The Dragon Emperor’s Treasure (Short Story)
October 2008 - January 2009Due to economic turmoil, a Taiwanese American businessman returns to his homeland with his wife and son in order to convince his estranged father to convert their farmland into a rubber plantation.
First few pages:
The bamboo patches and rice paddies bleached into wheat fields as our train passed across Chiayi County. Much had changed over the past twenty years since I'd been here, in Taiwan. My hometown was becoming more like Hong Kong; downtown Chiayi was now studded with signs and billboards, advertising Panasonic, Versace and such. But we were not going to those urban places—no, we were heading to my father's village, miles away from shopping malls.
Our train ran parallel to cornfields and some adobe houses. Tractors and trucks crept along the paths and sprinklers showered the crops. I took a bite from a sugar-glazed donut we had bought earlier.
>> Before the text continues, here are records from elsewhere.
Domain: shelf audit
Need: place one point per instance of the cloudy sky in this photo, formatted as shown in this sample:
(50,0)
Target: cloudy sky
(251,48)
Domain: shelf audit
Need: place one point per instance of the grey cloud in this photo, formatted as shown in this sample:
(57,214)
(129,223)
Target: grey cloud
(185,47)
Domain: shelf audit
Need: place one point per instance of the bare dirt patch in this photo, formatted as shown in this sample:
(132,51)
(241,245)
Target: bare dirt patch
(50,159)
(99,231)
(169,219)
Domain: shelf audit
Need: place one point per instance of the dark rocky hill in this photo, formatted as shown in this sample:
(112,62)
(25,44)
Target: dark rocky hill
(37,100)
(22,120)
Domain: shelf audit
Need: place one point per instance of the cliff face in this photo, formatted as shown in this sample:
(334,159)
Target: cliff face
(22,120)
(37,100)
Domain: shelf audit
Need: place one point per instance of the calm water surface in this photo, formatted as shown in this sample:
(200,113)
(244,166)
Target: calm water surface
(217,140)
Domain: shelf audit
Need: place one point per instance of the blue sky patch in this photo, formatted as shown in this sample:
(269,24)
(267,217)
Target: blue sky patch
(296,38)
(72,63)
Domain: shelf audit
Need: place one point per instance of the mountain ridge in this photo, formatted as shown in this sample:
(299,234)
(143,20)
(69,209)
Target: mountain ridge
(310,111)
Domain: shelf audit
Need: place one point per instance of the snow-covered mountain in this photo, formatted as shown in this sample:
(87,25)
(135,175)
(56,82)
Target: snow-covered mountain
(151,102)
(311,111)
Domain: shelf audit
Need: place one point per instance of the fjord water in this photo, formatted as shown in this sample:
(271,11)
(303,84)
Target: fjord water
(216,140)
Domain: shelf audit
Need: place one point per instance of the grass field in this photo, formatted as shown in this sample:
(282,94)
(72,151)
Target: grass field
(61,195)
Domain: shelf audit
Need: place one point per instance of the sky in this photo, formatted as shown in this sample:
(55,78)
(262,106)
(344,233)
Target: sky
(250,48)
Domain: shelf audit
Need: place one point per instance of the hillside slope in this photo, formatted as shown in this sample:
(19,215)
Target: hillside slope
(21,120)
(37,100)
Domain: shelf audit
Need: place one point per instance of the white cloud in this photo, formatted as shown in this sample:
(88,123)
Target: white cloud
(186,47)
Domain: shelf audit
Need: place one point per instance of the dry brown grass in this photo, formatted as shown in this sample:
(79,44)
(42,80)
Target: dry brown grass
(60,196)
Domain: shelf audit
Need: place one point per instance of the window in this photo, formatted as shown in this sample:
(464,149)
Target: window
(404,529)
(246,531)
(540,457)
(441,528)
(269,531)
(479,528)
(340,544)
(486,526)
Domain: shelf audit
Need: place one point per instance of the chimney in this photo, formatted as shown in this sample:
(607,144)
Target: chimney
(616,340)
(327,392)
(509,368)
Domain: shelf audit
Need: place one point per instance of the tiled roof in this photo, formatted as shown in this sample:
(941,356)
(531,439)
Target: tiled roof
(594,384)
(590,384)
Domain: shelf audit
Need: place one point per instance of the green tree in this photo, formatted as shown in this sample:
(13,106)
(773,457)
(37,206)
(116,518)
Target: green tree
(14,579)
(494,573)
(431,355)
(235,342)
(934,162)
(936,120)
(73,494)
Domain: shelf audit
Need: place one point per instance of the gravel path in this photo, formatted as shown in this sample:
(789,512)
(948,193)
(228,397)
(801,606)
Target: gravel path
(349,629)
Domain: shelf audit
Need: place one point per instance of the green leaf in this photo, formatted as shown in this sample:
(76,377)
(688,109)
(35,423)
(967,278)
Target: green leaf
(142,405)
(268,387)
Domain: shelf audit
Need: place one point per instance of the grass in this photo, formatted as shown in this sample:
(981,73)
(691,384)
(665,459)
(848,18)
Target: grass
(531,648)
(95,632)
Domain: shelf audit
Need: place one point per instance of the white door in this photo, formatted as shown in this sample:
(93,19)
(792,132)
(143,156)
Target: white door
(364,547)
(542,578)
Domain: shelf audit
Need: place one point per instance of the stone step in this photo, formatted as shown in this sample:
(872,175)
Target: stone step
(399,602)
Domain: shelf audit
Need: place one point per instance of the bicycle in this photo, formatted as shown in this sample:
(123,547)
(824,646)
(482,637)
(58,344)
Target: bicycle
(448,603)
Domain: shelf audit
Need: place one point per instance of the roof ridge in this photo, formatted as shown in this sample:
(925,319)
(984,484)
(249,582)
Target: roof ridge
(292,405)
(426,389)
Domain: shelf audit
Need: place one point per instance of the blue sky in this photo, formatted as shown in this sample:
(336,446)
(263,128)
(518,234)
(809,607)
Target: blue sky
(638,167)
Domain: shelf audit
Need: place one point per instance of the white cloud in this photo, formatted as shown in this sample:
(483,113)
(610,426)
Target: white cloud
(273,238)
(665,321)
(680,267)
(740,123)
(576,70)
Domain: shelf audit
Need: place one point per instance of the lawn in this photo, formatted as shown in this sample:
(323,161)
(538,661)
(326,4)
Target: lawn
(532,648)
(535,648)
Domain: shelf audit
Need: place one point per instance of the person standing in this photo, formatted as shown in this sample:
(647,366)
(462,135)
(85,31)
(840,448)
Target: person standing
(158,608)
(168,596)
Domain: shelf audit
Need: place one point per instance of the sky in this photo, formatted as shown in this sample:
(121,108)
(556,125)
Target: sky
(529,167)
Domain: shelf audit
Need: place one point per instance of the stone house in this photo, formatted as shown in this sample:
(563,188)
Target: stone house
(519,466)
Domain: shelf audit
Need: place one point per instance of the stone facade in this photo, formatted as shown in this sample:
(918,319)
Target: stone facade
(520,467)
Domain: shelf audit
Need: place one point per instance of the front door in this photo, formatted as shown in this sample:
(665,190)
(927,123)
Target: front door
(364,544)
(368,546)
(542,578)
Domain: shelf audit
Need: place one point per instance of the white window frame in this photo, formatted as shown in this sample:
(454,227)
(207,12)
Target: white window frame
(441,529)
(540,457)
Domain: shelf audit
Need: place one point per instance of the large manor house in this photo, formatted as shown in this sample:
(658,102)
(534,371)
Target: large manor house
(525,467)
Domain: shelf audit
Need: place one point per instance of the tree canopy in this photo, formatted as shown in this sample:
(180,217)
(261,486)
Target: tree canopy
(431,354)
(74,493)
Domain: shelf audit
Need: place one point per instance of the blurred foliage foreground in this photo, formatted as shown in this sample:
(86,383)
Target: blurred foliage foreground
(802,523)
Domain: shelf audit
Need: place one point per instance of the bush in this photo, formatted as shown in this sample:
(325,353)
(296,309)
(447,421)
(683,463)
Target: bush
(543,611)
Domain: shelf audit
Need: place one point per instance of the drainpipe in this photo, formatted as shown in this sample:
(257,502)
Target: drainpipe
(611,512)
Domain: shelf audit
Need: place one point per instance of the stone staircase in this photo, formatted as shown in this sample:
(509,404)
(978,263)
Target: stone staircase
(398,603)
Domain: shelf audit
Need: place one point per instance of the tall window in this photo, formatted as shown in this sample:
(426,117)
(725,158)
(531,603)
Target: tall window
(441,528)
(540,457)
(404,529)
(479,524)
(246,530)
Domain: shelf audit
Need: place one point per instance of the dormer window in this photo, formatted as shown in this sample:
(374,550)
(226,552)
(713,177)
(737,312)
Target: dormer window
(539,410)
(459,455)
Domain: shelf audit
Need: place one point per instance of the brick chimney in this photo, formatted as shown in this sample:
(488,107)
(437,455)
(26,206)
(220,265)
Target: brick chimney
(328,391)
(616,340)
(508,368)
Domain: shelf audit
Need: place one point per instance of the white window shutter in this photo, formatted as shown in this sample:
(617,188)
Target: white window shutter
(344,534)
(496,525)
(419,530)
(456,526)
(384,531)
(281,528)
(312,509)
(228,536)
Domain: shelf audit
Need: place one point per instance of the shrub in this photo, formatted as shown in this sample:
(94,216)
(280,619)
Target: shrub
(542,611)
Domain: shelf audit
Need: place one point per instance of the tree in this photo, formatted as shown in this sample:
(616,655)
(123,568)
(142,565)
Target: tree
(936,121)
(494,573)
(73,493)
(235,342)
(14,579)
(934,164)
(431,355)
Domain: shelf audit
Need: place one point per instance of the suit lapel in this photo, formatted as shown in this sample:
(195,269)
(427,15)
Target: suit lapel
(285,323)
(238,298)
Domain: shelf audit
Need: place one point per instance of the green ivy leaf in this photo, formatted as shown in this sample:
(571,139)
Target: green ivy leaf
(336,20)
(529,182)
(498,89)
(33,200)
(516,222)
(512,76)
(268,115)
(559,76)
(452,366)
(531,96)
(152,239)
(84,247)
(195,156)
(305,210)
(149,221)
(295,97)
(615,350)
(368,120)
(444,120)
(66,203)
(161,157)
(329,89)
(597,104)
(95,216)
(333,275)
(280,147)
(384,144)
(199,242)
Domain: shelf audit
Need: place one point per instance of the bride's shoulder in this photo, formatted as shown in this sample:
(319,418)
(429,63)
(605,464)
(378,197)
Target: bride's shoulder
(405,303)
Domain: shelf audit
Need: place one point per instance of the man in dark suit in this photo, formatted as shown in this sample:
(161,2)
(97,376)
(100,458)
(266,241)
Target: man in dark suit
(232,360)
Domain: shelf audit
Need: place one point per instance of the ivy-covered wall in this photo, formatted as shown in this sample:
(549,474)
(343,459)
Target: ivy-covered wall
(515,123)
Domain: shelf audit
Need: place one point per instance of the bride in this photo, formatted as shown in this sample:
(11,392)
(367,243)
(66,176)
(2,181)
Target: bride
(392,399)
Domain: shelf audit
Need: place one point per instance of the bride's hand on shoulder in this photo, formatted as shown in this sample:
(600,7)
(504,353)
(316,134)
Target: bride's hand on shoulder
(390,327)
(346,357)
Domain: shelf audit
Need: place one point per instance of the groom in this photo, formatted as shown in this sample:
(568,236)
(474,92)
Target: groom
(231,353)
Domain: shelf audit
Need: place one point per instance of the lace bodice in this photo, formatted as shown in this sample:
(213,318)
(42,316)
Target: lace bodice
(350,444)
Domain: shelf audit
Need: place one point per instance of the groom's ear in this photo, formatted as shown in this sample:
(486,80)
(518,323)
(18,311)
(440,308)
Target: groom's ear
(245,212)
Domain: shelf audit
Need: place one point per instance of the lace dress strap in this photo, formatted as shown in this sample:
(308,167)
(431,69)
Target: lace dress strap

My six-year-old son, sitting across from me, ate his strawberry-filled one as he stared out the window.
"Isn't Taiwan lovely, Tristan?" Alice wiped his mouth with a napkin.
"Where are the cows?" He wiggled in his leather seat. He was wearing his Mickey Mouse cap we had bought from Hong Kong Disneyland two days ago. Alice tried to settle him down.
I sipped my hot coffee while reading the Wall Street Journal. There's nothing better than the odor of print and that exquisite aroma of Robusta beans. The paper said that the economy's recession was getting worse, and so I was a little worried for my tire company back in San Jose. Our previous suppliers had closed down, so my business needed less expensive raw materials than the current inflated rates. If only I could have my own rubber plantation, I could pay my loans on time. If only I could convince my stubborn old man to let me manage his farm.
Our train entered a dark tunnel. Tristan laughed and mimicked the noise of ghosts.
"Behave," Alice told him. After the boy sat still, she gave his head a pat.
When the train exited the tunnel, the view turned green with hills, paddies and gorges. Our destination grew closer.
***
The farm village seemed as if it had been preserved in a museum. Patches of lettuce, pea tip, cassava, celery and radish lined my father's fields as they stretched around the hillsides, coloring the place with various shades of green. The air was thick with the smell of natural fertilizer. Upon my foot's trudge, the soil felt soft—as it had been during my teenage years when delivering a basket full of sweet potatoes and then slipping on after-rain sludge. I put on my sunglasses and moved onto the rocky trail leading to the large, brown farmhouse at the base of the valley. In the village were the rice paddies and huts. Sweaty peasant men and women wearing straw hats were bending down and soaking their feet in muddy water, collecting grain: a toilsome work under the unmitigated heat of the noonday sun. Other villagers carried large baskets of crops. These provincials ought to use machinery these days.Tristan pinched my gray suit. "Where are the horsies and piggies, Dad?"